Mr. Campbell is running against Carly Fiorina. An advisor to John McCain in the 2008 elections, Ms. Fiorina said on national television toward the end of his campaign that Senator McCain would have been unable to run a major corporation — thus prompting, according to the book “Game Change,” one of the most famous whisper-shared comments of the campaign: “Carly will now disappear.” (If only.) The irony of her assessment of McCain was that she herself had just recently been kicked out as CEO of Hewlett Packard, with a record so dismal that one Wall Street analyst said, “Nobody liked her leadership much. The Street had lost all faith in her, and the market’s hope is that anyone will be better.”
Why does a country whose founding fathers had keen minds and formidable vocabularies demonstrate such deep misgivings with regard to intellect? A lot has been written about that — most famously a book in 1964 by Richard Hofstadter, who pointed out that our country was also founded on the hard work of farmers, laborers, and refugees whose educational opportunities had been limited. They mistrusted the fancy mental footwork and hifalutin’ language of smart politicians whom they could neither understand nor relate to.

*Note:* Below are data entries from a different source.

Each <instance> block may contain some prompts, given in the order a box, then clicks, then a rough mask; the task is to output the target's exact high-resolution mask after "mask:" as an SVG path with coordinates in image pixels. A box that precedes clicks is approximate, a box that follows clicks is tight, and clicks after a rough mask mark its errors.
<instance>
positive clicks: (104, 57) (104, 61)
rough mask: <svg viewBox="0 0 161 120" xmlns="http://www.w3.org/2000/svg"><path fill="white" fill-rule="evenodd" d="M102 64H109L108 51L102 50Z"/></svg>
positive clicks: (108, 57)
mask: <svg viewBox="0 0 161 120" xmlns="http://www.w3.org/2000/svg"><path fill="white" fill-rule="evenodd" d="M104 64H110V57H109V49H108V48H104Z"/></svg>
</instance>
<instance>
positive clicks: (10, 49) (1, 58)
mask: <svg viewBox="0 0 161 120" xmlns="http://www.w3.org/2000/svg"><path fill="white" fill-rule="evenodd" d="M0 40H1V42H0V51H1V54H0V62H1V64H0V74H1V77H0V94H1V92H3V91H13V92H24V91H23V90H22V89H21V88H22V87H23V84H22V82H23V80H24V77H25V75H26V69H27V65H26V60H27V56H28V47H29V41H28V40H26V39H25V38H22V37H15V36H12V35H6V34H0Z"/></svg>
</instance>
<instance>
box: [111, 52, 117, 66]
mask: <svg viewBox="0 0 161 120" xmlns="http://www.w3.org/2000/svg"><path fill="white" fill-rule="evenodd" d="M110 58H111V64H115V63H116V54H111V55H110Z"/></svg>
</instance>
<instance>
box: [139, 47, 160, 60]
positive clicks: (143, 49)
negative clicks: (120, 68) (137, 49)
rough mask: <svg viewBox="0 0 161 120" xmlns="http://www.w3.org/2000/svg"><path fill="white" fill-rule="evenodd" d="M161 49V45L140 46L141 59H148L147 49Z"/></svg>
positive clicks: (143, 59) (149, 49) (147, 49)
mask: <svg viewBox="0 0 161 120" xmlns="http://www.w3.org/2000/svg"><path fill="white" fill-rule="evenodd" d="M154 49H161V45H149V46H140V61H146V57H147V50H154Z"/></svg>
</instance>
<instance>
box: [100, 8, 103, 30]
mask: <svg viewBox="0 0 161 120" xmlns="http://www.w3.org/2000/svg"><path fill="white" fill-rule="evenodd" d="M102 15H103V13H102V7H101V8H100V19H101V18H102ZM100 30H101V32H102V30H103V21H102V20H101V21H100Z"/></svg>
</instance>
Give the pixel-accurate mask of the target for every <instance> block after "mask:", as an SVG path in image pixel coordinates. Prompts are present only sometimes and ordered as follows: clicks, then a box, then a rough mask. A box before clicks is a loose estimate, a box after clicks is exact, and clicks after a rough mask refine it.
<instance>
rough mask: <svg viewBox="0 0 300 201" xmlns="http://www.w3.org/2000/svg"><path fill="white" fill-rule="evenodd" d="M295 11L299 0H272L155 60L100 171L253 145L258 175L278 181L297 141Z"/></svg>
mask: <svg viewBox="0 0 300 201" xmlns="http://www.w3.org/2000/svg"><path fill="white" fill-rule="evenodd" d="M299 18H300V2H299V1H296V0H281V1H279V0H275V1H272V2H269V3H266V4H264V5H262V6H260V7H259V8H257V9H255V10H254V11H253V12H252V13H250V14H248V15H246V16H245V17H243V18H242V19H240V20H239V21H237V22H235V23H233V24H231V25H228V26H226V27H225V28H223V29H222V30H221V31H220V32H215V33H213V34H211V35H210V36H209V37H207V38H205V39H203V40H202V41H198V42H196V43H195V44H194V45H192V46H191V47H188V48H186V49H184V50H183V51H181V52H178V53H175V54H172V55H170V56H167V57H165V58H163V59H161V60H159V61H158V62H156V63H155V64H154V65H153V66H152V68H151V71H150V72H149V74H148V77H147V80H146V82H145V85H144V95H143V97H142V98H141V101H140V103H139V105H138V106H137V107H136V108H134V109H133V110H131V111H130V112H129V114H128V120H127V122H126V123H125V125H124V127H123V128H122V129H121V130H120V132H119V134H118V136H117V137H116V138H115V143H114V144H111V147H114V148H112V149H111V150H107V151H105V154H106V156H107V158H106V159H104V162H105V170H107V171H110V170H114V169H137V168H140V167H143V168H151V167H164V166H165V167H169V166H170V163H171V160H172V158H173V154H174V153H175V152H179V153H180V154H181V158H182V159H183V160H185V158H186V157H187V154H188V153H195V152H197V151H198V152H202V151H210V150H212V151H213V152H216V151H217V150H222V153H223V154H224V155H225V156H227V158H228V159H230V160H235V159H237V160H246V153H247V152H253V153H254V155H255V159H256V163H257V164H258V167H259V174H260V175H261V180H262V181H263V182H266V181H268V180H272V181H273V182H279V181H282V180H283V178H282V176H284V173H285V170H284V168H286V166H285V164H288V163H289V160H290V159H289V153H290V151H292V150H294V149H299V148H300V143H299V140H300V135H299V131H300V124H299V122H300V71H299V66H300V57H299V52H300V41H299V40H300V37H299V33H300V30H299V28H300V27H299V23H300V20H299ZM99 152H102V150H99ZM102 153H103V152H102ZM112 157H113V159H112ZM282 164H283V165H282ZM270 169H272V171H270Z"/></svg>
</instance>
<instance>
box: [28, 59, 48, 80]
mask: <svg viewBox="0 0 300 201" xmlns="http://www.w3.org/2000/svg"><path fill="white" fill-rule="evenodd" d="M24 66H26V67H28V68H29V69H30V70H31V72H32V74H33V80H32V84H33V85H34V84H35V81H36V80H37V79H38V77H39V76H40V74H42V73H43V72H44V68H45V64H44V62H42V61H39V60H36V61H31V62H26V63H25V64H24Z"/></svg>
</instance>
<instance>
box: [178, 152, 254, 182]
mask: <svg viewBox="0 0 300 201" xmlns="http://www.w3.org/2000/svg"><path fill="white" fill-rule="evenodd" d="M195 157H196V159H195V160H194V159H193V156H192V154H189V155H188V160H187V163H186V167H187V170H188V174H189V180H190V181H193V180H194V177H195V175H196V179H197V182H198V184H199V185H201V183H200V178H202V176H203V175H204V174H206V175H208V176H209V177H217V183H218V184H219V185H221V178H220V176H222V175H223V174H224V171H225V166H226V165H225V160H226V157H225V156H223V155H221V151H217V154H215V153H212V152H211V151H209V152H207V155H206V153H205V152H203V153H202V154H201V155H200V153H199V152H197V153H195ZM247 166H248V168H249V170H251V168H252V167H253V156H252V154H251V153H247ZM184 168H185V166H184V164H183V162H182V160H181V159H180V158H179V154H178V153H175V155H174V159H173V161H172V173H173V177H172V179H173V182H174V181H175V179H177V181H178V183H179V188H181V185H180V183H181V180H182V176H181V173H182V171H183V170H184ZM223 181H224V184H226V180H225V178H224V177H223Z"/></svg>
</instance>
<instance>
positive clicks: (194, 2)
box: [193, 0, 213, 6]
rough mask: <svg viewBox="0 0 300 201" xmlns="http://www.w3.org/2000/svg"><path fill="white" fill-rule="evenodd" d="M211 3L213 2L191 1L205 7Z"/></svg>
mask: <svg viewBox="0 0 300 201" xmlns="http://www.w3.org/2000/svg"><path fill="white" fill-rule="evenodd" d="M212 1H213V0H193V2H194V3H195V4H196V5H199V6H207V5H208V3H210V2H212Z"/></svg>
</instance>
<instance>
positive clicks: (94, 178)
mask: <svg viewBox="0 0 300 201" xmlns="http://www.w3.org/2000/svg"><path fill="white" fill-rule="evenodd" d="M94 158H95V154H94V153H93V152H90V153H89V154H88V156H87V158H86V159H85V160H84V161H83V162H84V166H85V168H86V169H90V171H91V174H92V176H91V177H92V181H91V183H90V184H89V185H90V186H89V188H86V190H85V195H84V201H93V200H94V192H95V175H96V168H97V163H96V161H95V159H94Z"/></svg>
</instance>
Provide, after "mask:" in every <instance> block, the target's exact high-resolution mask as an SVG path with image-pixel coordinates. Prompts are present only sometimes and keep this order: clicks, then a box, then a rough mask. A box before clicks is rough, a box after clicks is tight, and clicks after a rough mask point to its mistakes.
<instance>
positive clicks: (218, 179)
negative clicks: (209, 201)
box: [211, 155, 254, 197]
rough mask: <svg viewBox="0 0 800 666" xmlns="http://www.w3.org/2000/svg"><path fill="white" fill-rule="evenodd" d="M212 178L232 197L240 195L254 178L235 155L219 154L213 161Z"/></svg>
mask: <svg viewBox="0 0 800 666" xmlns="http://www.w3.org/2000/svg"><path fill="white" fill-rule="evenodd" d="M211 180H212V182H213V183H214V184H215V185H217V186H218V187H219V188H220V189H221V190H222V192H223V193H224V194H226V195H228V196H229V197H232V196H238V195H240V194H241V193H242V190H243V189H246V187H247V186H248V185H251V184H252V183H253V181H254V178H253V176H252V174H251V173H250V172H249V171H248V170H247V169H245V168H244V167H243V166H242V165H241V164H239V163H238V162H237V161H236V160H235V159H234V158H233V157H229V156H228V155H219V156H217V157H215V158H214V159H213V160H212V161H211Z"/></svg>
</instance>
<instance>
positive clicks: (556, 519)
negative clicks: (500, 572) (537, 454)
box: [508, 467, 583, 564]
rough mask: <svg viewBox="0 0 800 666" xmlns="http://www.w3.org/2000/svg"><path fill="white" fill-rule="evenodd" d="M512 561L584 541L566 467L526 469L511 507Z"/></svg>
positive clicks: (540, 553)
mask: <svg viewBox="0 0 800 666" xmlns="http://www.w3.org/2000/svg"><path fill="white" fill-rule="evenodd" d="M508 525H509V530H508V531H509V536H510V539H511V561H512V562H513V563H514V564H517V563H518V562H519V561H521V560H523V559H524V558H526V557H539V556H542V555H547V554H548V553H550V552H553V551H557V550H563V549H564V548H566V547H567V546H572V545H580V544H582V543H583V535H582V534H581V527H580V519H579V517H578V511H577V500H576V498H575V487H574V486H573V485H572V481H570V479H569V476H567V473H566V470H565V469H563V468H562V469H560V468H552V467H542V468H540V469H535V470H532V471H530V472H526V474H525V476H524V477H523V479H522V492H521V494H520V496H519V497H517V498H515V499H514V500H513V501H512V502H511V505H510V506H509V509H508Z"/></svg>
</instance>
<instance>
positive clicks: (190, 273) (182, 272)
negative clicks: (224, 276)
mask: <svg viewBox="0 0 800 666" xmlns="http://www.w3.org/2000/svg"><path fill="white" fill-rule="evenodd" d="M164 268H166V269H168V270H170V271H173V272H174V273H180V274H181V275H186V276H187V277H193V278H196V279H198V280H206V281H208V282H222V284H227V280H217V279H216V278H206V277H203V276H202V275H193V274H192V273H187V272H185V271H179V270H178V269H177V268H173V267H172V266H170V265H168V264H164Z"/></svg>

Anti-intellectualism can keep us grounded in the realities of our life as a people, but it can also be a dangerous force. We have a lot of challenges to overcome right now, and common sense can tell us that common sense alone is not going to be enough. Quick! Bring on the brains! And educate the children!
Susan Harper is retired, lives in Commerce and volunteers for the Commerce Library Board and the Jackson County Literacy Program.